REALM’s current agreement with the BFT establishes standards for REALM teachers’ working environments, such as maximum daily hours and guaranteed sick leave. The union’s agreement with REALM, according to Matt Meyer, vice president of the BFT, has been in the works for the past four years. Members of the BFT are apprehensive about the future of the union’s status at the school.
“Compass doesn’t recognize the current collective bargain(ing) agreement,” said J.J. Lewis, superintendent and CEO of Compass. “Compass needs to arrive at another agreement (with the BFT) by June 1.”
It is not unprecedented for charter schools and unions to have tense relations. Joshua Pechthalt, the president of the California Federation of Teachers, or CFT — BFT’s state-level affiliate — called charters schools a threat to “the very nature of public education” in an article on the CFT website.
REALM’s current cooperation with the BFT is uncommon. It is, as of 2016, part of just over a tenth of all charter schools nationwide which entered into agreements with unions. Compass is not a part of that minority, as a corporation in which Lewis claimed that “teachers have not gone through and wanted to unionize.”

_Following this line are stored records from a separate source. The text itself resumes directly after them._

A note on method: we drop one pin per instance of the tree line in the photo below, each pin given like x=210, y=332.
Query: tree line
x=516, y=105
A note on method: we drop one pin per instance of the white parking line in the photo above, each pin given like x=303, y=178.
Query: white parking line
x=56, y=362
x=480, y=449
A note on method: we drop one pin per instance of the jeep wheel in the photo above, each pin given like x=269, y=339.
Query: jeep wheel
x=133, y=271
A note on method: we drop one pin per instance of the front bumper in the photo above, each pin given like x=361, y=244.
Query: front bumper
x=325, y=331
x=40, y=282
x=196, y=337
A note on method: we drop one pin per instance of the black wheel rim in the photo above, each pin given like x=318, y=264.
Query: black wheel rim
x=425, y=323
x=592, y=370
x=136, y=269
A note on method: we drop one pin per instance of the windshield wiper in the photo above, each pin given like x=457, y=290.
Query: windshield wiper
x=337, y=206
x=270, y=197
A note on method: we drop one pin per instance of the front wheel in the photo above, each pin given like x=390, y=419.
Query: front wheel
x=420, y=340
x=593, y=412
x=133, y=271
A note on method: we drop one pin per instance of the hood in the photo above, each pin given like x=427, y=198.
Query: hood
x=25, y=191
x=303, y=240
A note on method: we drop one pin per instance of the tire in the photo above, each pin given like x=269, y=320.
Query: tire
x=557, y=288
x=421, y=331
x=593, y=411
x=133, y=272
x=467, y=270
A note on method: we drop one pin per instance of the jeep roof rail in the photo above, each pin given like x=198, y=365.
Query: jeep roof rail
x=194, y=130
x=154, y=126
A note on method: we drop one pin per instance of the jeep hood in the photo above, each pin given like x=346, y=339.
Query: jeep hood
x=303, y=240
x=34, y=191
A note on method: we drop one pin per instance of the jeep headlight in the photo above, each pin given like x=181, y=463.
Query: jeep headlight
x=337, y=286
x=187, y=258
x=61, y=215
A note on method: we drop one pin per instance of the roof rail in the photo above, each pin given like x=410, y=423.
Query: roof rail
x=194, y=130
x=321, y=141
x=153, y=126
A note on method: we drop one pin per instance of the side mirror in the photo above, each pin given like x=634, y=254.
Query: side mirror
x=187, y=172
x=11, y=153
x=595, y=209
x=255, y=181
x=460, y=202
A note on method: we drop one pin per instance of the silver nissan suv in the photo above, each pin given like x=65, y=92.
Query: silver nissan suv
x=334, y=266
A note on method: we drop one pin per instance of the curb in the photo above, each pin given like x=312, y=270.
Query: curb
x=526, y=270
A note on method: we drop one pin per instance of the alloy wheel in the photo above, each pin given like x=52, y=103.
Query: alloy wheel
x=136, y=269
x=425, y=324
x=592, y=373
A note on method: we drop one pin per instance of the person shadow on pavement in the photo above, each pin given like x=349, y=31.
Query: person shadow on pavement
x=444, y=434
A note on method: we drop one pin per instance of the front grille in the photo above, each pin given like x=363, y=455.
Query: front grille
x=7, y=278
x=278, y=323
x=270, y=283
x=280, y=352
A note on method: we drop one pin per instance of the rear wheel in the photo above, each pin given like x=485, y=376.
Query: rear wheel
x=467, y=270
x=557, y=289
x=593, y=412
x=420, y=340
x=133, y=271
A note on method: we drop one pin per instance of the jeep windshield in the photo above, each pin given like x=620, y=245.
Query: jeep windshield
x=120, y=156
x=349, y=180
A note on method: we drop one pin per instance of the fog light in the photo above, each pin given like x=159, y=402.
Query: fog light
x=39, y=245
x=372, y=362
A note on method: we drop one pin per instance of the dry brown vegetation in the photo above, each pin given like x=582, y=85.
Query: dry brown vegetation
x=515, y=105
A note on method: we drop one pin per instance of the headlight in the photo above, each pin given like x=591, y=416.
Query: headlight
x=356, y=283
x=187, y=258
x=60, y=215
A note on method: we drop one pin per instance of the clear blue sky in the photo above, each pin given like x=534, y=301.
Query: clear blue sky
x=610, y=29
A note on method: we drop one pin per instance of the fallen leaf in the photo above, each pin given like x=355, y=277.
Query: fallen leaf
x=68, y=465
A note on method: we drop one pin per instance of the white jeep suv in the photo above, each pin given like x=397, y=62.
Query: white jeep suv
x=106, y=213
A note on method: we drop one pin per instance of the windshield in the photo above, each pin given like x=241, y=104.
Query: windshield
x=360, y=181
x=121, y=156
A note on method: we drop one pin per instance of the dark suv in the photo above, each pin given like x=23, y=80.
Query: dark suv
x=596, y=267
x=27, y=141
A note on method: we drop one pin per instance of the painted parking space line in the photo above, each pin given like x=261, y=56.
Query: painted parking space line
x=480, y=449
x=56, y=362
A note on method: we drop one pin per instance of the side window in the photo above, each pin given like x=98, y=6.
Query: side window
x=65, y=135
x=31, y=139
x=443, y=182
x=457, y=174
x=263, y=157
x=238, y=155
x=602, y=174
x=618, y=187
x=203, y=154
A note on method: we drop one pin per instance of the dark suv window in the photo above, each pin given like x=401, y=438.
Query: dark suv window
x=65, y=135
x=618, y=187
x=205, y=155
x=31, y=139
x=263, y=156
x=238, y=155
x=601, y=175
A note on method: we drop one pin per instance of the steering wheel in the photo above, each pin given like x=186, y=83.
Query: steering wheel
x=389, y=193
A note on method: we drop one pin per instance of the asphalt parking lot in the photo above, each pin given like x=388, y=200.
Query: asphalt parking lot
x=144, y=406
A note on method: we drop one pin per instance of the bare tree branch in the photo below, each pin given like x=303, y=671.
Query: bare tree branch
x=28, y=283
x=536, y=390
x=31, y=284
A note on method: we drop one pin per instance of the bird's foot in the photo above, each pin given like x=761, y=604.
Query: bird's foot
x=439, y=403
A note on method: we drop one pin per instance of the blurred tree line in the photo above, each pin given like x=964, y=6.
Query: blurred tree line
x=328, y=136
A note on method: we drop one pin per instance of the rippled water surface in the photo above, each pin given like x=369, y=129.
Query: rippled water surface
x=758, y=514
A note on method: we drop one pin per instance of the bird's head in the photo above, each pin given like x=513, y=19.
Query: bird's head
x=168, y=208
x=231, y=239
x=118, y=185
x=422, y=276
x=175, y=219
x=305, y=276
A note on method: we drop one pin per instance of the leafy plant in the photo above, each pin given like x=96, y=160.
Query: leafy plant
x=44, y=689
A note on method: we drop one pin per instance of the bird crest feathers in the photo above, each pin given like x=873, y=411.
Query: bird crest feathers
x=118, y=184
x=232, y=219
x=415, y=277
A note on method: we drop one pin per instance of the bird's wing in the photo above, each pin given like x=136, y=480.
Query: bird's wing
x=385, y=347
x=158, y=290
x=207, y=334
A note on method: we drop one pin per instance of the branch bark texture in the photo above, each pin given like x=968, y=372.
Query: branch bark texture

“(REALM) was very much a community school. It wasn’t part of the charter chain … This (merger) is very much a departure from that,” Meyer said. “We’ve been working on our contract at REALM for the last four years.”
REALM as a corporation, however, may soon cease to exist. Although Lewis stressed that the deal between REALM and Compass is not a hostile takeover or acquisition, the merger resolution stated that the “corporate existence of REALM shall cease and Compass shall continue as the surviving corporation.”
The current deal, according to Lewis, is predicated on REALM’s successful reduction of debt by 30 percent. Multiple finance-related notices of violation have been issued by the BUSD since 2016.
BUSD director Ty Alper noted concerns over REALM’s finances, saying in an email that the charter’s “financial health has long been a concern and we will need to review and evaluate REALM’s response to the notice of violation that we recently issued.”
If REALM succeeds in improving its financial position, Compass is offering the adoption of its debts and liabilities. Lewis also detailed plans to attempt to increase enrollment in online, independent study classes. Apart from these, Lewis said, REALM’s curriculum would go relatively unchanged.
“I’m excited to work with anybody who wants to work to make sure this merger is successful,” Lewis said. “That includes all stakeholders …. All voices are wanted, all voices are valued.”